Mas el teniente general a guerra no abandonó la partida. Redobló fuegos y estrechó el cerco. Ostentosamente, dio la espalda al paje del obispo y, sin hacerse de rogar, empezó a narrar el socorro a la villa de Brujas.
—Era yo alférez entonces. Pintaos la ciudad, de cúpulas, de beateríos, de piedra parda, color de hábito monjil. Canales de agua podrida y nieblinas y lluvia. El cielo bajísimo, de estaño. El enemigo acudió a nuestro encuentro, banderas desplegadas, con cajas y trompetería. Una tarde...

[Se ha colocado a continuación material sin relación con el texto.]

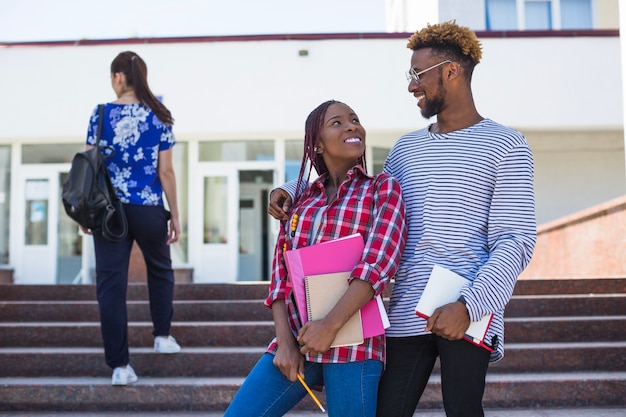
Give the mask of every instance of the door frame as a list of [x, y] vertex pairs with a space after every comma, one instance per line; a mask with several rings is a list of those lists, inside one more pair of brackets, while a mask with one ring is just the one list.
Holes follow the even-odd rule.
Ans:
[[[59, 178], [62, 173], [69, 172], [69, 164], [29, 164], [21, 165], [17, 170], [16, 185], [18, 190], [15, 193], [19, 198], [15, 199], [12, 216], [11, 235], [13, 236], [15, 264], [15, 283], [17, 284], [56, 284], [57, 283], [57, 261], [58, 261], [58, 225], [61, 184]], [[47, 243], [45, 245], [26, 245], [26, 183], [29, 180], [48, 181], [48, 207], [47, 207]], [[32, 247], [31, 247], [32, 246]], [[29, 262], [35, 257], [37, 262]], [[25, 268], [26, 262], [29, 267], [36, 267], [35, 270]], [[36, 272], [36, 273], [35, 273]]]
[[[207, 177], [226, 178], [226, 243], [204, 243], [204, 181]], [[192, 181], [189, 219], [189, 259], [194, 268], [194, 283], [234, 282], [237, 280], [239, 233], [238, 170], [234, 166], [198, 164]], [[191, 200], [191, 199], [190, 199]]]
[[[239, 277], [239, 172], [272, 171], [277, 176], [275, 161], [198, 162], [190, 176], [189, 189], [189, 263], [193, 266], [193, 282], [237, 282]], [[227, 178], [228, 236], [226, 244], [204, 243], [204, 178]], [[266, 208], [262, 209], [264, 212]], [[276, 228], [277, 230], [277, 228]], [[275, 244], [274, 227], [270, 225], [271, 248]], [[273, 254], [273, 250], [270, 251]], [[270, 254], [270, 255], [271, 255]], [[268, 260], [271, 265], [271, 256]]]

Ocurrió a esa altura un suceso imprevisto que abatió los campanarios, las torres y las veletas de la relación. Por la puerta que al patio abría, entraron hasta doce gallinas y tres gallos. Habían quebrado la clausura de las solanas. Cacareaban, ahuecaban el ala, huían entre los cojines, en un torbellino de picos y de crestas. Hacían más estrépito que los añafiles y los atabales de Flandes. Doña Uzenda sufrió un segundo acometimiento de hipo. Damas y caballeros corrieron en pos de los intrusos. Los espantaban con capas y espuelas. Mezclóse el esclavaje. Una bandeja de refrescos cayó sobre la alfombra. Se echaron a rodar los almohadones. Las aves, desmañadas, desorientadas, ofuscadas, perdida la hogareña pachorra del corral, andaban de aquí para allí, revoloteando, dejando un plumón o una pluma, como trofeo mísero, entre los dedos de sus perseguidores. Galaz reía a navajazos.

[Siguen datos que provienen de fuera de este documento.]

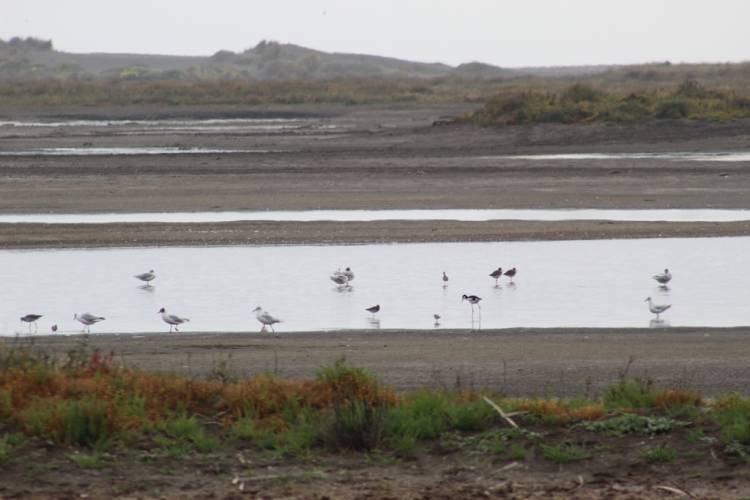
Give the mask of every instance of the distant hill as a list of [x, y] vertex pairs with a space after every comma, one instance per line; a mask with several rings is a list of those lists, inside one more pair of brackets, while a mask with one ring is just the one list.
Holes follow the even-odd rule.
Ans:
[[326, 80], [351, 77], [502, 79], [524, 75], [590, 75], [612, 68], [614, 66], [508, 69], [480, 62], [453, 67], [373, 55], [329, 53], [265, 40], [244, 52], [221, 50], [207, 57], [74, 54], [55, 50], [49, 40], [0, 40], [0, 80], [49, 77], [137, 80]]

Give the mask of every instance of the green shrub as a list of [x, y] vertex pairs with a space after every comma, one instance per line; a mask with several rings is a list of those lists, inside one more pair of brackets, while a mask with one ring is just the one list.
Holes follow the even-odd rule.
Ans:
[[648, 379], [622, 379], [610, 387], [602, 400], [607, 408], [651, 408], [654, 406], [657, 390]]
[[160, 425], [160, 429], [177, 443], [190, 445], [201, 453], [215, 451], [219, 447], [216, 439], [206, 433], [195, 417], [166, 420]]
[[104, 402], [35, 399], [20, 414], [29, 434], [60, 444], [91, 446], [112, 435], [112, 415]]
[[336, 403], [324, 433], [334, 449], [369, 451], [381, 444], [388, 408], [367, 401], [349, 399]]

Cuando se apaciguó la batahola, los visitantes se despidieron. La calle tragó sus comentarios. La viuda había quedado alelada. Saludaba manteniendo apenas su minuciosa arquitectura. El obispo y el gallinero le poblaban la mente de visiones diabólicas. Tan pronto su delirio le representaba a Su Ilustrísima cabalgando un gallo, como le construía un pollo con mitra y guantes.
Galaz le besó las manos. Puso el rosario de su prima en la faltriquera y se anudó el lienzo en la manga, a modo de un favor de torneo. Luego se internó en la noche de luciérnagas y de grillos.